To tackle the separate ticket issue, Gatwick worked with Dohop. Dohop already self-builds connections in its system so that was easy. Now when you search Dohop, GatwickConnects will come up as an online travel agent option on those flights that connect through Gatwick. But keep in mind this only works for sale in the UK, Norway, and Iceland right now. That’s going to change, but you have to change your country in the upper right if you want to see it today. (The Gatwick-branded site is at dohop.com/gatwick, but I don’t think you can change your country there. So just use the regular Dohop site.) You’ll see a result like this:
You can see that Dohop shows you an option to buy separate tickets, but if you pay more, you get GatwickConnects looking like another online travel agency. When you click it, you go off to the Gatwick Airport website where you see this:
The cost of this service is GBP 27.50 per person for a one way or GBP 40 per person for a roundtrip. You buy the tickets in a single transaction via GatwickConnects, but you’re really getting three things. You get one ticket on Wow, one on easyJet, and then you get the GatwickConnects service. If you need to make changes or anything, you’d come back to GatwickConnects to handle, just as you would with another online travel agent.
That’s helpful to have it done all it one place, but is it really worth the extra cost when you could just book it on your own? There are a couple of extra benefits here. First, you get priority security to make it easier to get back to your next gate. You also get a luggage tracking service. But most important is what the airport calls a “Protected Connection” service. This is like travel insurance.
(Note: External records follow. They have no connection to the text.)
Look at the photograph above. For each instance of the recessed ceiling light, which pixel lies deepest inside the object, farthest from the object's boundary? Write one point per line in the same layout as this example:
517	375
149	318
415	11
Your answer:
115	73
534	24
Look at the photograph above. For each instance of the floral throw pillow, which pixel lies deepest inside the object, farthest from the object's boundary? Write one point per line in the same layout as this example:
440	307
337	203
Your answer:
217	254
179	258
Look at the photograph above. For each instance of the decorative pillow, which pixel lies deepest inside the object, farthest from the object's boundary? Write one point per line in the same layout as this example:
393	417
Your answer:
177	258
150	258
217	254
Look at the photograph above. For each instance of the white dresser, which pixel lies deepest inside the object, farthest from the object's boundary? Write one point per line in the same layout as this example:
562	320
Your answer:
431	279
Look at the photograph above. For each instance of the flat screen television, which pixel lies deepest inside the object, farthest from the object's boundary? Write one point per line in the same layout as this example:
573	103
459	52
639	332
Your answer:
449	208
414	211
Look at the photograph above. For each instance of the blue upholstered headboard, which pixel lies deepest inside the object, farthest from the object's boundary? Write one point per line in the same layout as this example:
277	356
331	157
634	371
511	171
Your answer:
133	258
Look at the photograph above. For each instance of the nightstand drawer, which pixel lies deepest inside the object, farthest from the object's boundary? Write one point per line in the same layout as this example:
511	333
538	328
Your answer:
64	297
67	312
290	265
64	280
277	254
My biggest issue with building self-connections is that if something goes wrong on the first flight, the second airline isn’t going to care. You lose the ticket and have to find your own way to the destination, paying whatever fare is out there to make it happen. That’s why I’ve seen plenty of people shy away from building their own connections. The risks involved are too great.
GatwickConnects, however, treats the connection like a regular online connection at a legacy carrier. If you miss your flight, GatwickConnects will put you on the next one without cost. It’ll also put you up in a hotel, give you meal vouchers, etc. As is always the case, there’s bunch of fine print here, but it generally matches what you find with standard connections. For example, they won’t do this if the reason for the misconnection is outside of the airline’s control (weather, strike, air traffic control, etc). You can see all the restrictions here.
Of course, there may not be a connecting flight for days, in theory. And flights could be full. So GatwickConnects can’t make this a perfect solution. But it’s still a good insurance-style option that would make me feel much more confident about booking a connection on airlines that don’t work together.
So far this works for easyJet, Norwegian, Virgin Atlantic, Thomas Cook, Flybe, and WOW. That means once this gets expanded beyond the UK/Norway/Iceland point-of-sale, people in the US who have Virgin Atlantic service to Gatwick (Florida and Vegas) can build their own connections with these other carriers and have it all protected through GatwickConnects.
This is a really innovative idea. Just imagine what would happen if an airport like Las Vegas did this. Think of all the small communities with Allegiant service that could be better connected into global airline networks. It’s not perfect, but it would take the reliance on airline interline agreements away. And that’s great for consumers.